To evaluate the performance of the ANN model, we examined the receiver operating characteristic (ROC) curve, which plots sensitivity, against 1-specificity, for various threshold settings. We used the area under the ROC curve (AUC) as a performance measure [17]. Differences in AUC were tested for with the method of DeLong et al. [18]. Furthermore, we computed the Brier score, which is a measure of the calibration of a set of probabilistic predictions; in effect, it is the mean squared error of the forecast [19]. Differences in Brier scores were tested with an approximate permutation test with 50,000 permutations [20]. We evaluated our ANN models with the AUC of the ROC and the Brier score for the calibration error on the test set.

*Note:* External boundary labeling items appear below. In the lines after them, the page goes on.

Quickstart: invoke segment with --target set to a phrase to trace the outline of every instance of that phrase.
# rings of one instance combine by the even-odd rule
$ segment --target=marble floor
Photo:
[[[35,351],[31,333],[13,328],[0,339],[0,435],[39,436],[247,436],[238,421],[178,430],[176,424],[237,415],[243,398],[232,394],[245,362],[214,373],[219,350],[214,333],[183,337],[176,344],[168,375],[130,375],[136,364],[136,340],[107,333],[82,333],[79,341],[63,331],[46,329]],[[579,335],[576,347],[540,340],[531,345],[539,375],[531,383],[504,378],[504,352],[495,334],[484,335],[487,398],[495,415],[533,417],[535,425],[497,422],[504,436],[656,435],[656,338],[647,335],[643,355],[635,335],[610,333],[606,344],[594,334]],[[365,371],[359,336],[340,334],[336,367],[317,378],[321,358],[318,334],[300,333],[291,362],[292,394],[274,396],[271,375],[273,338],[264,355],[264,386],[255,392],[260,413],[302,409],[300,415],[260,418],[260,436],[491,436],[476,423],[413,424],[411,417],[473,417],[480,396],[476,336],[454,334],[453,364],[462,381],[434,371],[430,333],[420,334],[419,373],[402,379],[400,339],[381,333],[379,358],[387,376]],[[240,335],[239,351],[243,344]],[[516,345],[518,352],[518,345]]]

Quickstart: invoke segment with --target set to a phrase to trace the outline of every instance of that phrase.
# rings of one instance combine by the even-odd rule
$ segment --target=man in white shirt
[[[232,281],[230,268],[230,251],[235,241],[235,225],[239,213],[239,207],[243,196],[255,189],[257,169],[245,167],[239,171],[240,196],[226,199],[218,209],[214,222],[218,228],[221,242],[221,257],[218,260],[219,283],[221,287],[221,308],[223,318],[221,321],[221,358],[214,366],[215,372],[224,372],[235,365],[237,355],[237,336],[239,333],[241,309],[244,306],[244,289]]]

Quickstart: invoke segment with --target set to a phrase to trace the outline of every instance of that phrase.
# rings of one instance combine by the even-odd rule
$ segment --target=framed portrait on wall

The ratio between the 30-day mortality and the EMR is the standardised mortality ratio (SMR), which is a morbidity-adjusted mortality measure. The SMR is only interesting as a group measure, as individual SMRs are either 0 (if the individual has not survived) or \(\text {EMR}_{i}^{-1}\), where EMRi is the EMR of individual i (who has survived). However, a way of defining an individual (or local) SMR is using smoothing techniques. We applied local polynomial regression using the default settings of the loess function of R [21] on mortality and EMR (and then interpolated evenly over the whole range). We subsequently calculated the ratio of the smoothed mortality and the smoothed EMR to obtain smoothed (local) estimates of SMR [22]. One possible interpretation of the SMR is that the closer the SMR is to 1, the better the EMR prognosticates the mortality.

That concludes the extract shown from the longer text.